Malik Curry

No. 7 – Defensor Sporting
- League: Liga Uruguaya de Básquetbol

Personal information
- Born: February 7, 1999 (age 27) New Castle, Delaware, U.S.
- Listed height: 6 ft 1 in (1.85 m)
- Listed weight: 180 lb (82 kg)

Career information
- High school: St. Elizabeth (New Castle, Delaware)
- College: Palm Beach (2017–2019); Old Dominion (2019–2021); West Virginia (2021–2022);
- NBA draft: 2022: undrafted
- Playing career: 2022–present

Career history
- 2022–2023: ETHA Engomis
- 2023: Al-Rayyan Doha
- 2023–2024: Defensor Sporting
- 2024: Mineros de Zacatecas
- 2024–2025: Defensor Sporting
- 2025: Al-Rayyan Doha

= Malik Curry =

American basketball player (born 1999)

Malik Curry (born February 7, 1999) is an American professional basketball player who played for Al-Rayyan Doha. He played college basketball for the Palm Beach State College, Old Dominion University and West Virginia University.

==College career==

===Palm Beach State College (2017-2019)===
On April 8, 2019, Curry was named to the NJCAA All-America 2nd Team. He led the team in multiple offensive categories and in the conference he finished 2nd in both points-per game and assists. Nationally, he finished 13th in scoring and 16th in assists.
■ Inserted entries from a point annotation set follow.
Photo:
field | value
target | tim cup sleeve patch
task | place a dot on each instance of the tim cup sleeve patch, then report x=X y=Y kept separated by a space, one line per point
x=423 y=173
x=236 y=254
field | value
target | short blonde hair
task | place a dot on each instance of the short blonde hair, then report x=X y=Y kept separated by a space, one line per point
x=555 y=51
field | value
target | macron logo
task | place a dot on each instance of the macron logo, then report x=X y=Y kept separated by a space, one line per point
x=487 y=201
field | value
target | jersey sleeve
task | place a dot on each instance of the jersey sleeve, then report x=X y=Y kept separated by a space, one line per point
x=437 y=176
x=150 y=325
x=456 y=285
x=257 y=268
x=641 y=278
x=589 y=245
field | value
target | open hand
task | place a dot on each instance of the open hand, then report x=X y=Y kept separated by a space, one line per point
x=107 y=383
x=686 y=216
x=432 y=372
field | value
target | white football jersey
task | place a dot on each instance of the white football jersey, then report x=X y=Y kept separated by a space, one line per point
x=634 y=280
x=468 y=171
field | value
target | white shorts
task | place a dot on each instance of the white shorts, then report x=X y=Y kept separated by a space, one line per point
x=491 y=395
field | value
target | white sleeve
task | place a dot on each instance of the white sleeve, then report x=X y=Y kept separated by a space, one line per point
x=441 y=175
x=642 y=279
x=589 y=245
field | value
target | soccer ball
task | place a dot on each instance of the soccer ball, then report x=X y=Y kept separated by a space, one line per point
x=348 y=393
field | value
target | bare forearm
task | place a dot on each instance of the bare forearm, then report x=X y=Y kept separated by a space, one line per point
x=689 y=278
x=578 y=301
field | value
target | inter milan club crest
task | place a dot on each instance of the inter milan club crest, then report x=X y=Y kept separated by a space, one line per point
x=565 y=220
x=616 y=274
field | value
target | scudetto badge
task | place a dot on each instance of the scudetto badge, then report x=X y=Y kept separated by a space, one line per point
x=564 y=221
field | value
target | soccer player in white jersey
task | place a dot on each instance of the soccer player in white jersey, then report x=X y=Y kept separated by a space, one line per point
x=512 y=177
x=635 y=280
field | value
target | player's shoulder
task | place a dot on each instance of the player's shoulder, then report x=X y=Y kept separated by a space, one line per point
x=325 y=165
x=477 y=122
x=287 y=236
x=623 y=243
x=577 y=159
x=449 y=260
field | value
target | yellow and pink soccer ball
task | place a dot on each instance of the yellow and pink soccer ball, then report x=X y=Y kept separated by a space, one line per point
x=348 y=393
Curry was selected to the 2019 NJCAA All-Star Game in Las Vegas, becoming the first player in the Martin McCann era to be named to the game.
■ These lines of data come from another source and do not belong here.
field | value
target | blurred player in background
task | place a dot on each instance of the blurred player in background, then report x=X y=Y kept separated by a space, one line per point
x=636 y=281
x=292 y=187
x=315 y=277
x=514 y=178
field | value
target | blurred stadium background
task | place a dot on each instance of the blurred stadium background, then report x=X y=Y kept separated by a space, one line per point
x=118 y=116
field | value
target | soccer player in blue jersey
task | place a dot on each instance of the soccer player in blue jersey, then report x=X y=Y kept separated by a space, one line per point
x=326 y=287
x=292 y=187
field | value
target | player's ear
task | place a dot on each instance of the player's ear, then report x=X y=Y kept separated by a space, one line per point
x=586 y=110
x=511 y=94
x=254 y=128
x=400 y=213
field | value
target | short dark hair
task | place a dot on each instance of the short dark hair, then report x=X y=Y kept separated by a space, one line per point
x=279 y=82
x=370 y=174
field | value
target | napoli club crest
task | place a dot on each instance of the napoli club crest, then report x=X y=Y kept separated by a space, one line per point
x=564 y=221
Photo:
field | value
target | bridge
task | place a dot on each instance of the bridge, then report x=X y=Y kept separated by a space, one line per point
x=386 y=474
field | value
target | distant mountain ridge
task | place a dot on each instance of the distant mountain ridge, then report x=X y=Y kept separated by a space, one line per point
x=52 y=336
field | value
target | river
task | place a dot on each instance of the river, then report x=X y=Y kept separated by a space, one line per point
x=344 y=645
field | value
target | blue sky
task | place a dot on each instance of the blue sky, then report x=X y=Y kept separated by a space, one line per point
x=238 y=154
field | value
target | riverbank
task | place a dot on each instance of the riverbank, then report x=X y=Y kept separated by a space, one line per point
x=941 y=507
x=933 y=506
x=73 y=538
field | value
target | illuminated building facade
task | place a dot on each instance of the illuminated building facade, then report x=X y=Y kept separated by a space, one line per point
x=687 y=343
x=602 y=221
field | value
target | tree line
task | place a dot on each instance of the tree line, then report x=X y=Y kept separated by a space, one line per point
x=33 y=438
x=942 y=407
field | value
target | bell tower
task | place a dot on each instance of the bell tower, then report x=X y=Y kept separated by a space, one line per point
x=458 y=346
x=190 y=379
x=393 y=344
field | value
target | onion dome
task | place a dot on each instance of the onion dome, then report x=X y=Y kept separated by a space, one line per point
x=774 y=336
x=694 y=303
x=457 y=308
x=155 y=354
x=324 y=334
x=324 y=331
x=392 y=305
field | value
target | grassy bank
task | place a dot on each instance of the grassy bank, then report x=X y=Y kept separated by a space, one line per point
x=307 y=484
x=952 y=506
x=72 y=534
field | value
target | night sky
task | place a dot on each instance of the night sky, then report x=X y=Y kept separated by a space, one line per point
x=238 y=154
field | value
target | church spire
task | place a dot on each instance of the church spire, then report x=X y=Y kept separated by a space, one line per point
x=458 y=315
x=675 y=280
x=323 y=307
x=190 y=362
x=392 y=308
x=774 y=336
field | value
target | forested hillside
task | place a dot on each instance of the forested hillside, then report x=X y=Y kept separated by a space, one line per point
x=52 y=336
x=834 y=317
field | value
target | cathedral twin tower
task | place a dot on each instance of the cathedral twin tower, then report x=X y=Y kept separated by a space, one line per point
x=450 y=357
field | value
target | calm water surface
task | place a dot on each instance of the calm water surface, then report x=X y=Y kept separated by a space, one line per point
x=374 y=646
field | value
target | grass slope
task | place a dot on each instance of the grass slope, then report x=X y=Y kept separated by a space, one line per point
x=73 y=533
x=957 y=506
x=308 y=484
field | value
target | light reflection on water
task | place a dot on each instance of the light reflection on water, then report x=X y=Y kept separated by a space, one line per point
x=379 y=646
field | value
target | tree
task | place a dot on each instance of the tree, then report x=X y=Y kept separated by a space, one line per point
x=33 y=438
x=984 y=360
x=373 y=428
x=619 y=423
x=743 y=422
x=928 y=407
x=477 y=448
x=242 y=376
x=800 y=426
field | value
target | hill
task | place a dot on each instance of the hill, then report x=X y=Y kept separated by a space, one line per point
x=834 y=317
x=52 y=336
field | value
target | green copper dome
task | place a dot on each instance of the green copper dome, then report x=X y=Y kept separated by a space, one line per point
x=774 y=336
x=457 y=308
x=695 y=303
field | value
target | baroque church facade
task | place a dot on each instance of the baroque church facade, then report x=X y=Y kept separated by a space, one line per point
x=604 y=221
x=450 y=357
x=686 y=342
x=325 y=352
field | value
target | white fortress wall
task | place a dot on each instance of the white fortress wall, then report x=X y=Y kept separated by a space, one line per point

During his time at Palm Beach State College he averaged 21.9 points, 5.9 rebounds and 6.3 assists per game. He was Second Team Junior College All-American, FCSAA Southern Conference Player of the Year, two-time FCSAA Player of the Week and First Team All FCSAA Southern Conference.
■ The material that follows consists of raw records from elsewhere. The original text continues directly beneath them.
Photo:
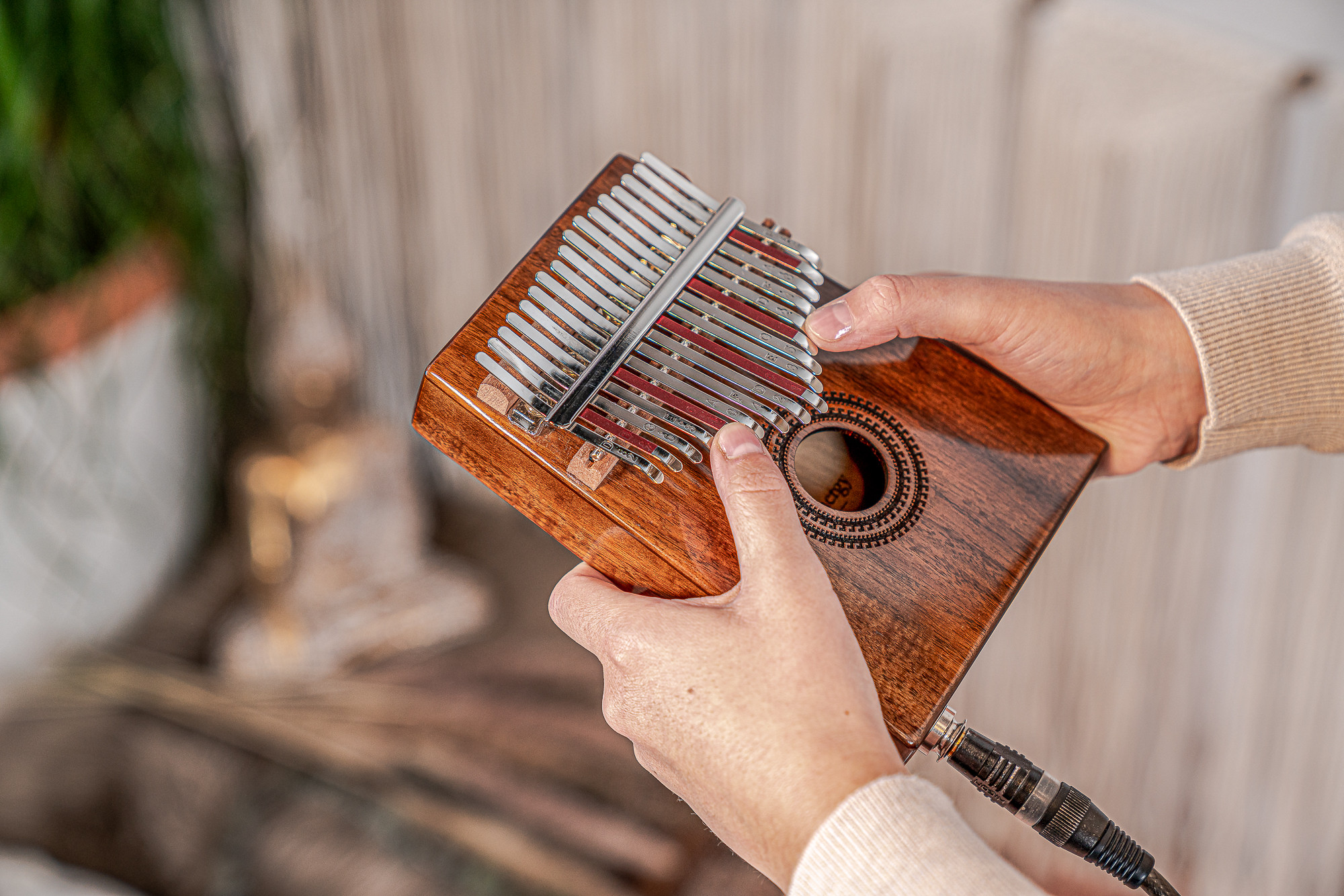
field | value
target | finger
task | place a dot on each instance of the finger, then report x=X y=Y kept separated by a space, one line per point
x=760 y=507
x=591 y=608
x=960 y=310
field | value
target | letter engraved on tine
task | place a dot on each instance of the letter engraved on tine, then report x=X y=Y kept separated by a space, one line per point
x=642 y=320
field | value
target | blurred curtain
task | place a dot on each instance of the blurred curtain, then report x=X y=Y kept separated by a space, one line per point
x=1174 y=654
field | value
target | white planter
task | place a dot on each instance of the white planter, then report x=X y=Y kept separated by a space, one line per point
x=104 y=464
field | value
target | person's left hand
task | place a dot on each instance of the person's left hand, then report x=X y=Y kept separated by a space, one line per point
x=755 y=706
===Old Dominion University (2019-2021)===
In May 2019, Curry transferred to Old Dominion University for the 2019–2020 season.

In March 2021, Curry was named to the All-Conference USA Second Team. He started in every game he had played for Old Dominion the 2020–2021 season. He led the team in scoring, assists, steals, three-point percentage and free-throw percentage. Curry was also named to the National Association of Basketball Coaches All-District 11 Second Team.

===West Virginia University (2021-2022)===
In April 2021, Curry transferred to West Virginia University for the 2021–2022 season.

In December 2021, Curry rolled his ankle and was taken out the game in the first half of the UAB game.

In May 2022, Curry participated in the Tampa Bay Pro Combine where he was awarded the Most Valuable Player of game two. He had 24 points, 7 rebounds 5 assists and 2 blocks. His point total was tied for second-most at the combine.

==Professional career==

===ETHA Engomis (2022-2023)===
On August 18, 2022, Curry signed his first professional contract with ETHA Engomis for the 2022-2023 season. On October 11, 2022, Curry received a Hoops Agent Player of the Week award. He had 36 points, 8 rebounds and 2 assists for his team's victory. On October 17, 2022, Curry received a Hoops Agents Player of the Week award for Round 2. He had 29 points, 5 rebounds and 4 assists for his team. He was the league's best scorer averaging 32.5 points per game. On November 7th, he received a Hoops Agents Player of the Week award after having 36 points and 11 rebounds. On November 29th, he received another Hoops Agents Player of the Week award. He had 37 points, 6 rebounds and 2 assists in his team's victory.

===Al-Rayyan Doha (2023 & 2025)===
On March 1, 2023, Curry signed with Al-Rayyan Doha for the season. He started the season with ETHA Engomis where he averaged 26.9 points, 5.9 rebounds and 4.1 assists per game. He was also voted the League Player of the Week four times in Cyprus.

===Defensor Sporting (2023-2024 & 2024-2025)===
On December 14, 2023, Curry received a Hoops Agents Player of the Week award for Round 13. He had 29 points, 6 rebounds, and 5 assists for the teams win.On September 4, 2024, Curry signed to re-join Defensor Sporting Club.

On October 24, 2024, Curry received a Hoops Agents Player of the Week award for Round 6. He had a game-high 21 points, 4 rebounds, and 6 assists.

==Personal life==
Curry's father, Herman Curry, was murdered in front of hundreds of people during a soccer tournament in Wilmington, DE when Curry was 13.

Curry became a father in 2020 to a son.

Curry is the youngest of six children.